Some months back, word started spreading about a new location in Toms River. And not only was the new space going to be a restaurant it was going to include…a cultural center.
A cultural center?
Yes, you heard that right.
I had to drive by to see which part of the Indian Head Plaza (aka the Home Depot plaza on 166 and 571) was going to house all of this. And sure enough, it was a big space all right. My anticipation only grew.
And on Father’s Day I was treated to dinner at the new Koi.
First impressions? Yes – it’s a massive space. What you have at this version of Koi is five things going on at once: a hibachi ‘region’ with fifteen stations, a large regular dining area, a sushi bar, party rooms, and of course the aforementioned cultural center.
While waiting for our order, we had to peruse the cultural center. And it was an interesting collection of period costumes, swords and figurines (which included Pokemon, much to the delight of my daughter). Nice enough to hold your interest for a few minutes, but it makes you wonder if this is a holding space for something down the road.

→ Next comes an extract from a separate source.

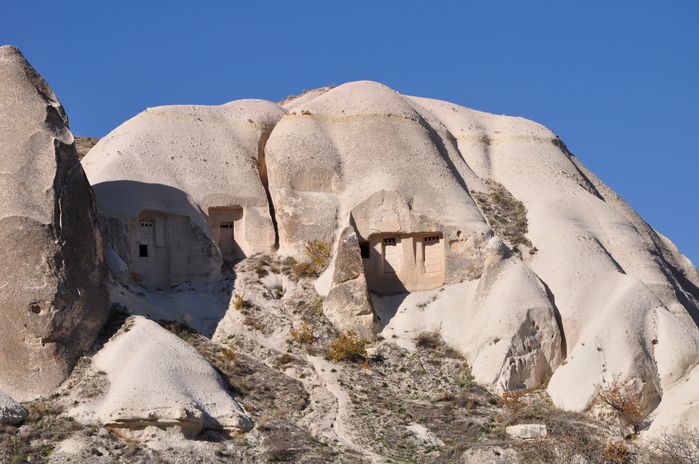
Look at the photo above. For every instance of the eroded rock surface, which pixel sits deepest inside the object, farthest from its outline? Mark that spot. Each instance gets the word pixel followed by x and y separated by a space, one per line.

Back at the table, and the food started to come out. Always start with sushi, and at Koi it’s all about the tricked-out rolls. If I had to make a scale of sushi rolls, on the one end – the very conservative end – would be Sagami in Collingswood. And on the other end would be Koi. I want the wacky, colorful rolls when I’m here. After all, Koi is where the menu is not simply a menu but a colorful, bound hardcover book called “Book of Legend”. Previous versions of these books are on display in the cultural room, by the way.
Now as much as I enjoyed The Dragon Tale roll (yellowfin tuna and lump crab meat covered with with eel), there are two other dishes that I must mention. The salt and pepper whole flounder was such a treat. Having had the salt and pepper shrimp at the other Koi location, I was intrigued by what could be done with a whole fish. The presentation wasn’t what I expected, with the whole fish served in bite-sized morsels on top of the skeletal remains of the fish. But the flavor was exactly what I was hoping for.
The other dish was a simple plate of Chinese broccoli cooked with garlic and piled high. It’s so simple, and yet so joyful. Tender but with a little crunch left, it’s proof that vegetables can be just as much a crowd-pleaser as any funky roll can be.
If you wish, you can order the “traditional” Chinese-American dishes at Koi (my son ordered General Tso’s chicken, and my daughter had chicken and broccoli), but to get the full effect of the “Book of Legend” you should stick with the sushi rolls and the Chinatown items. Even with a cultural room, the best taste of culture usually comes from the the food of the culture.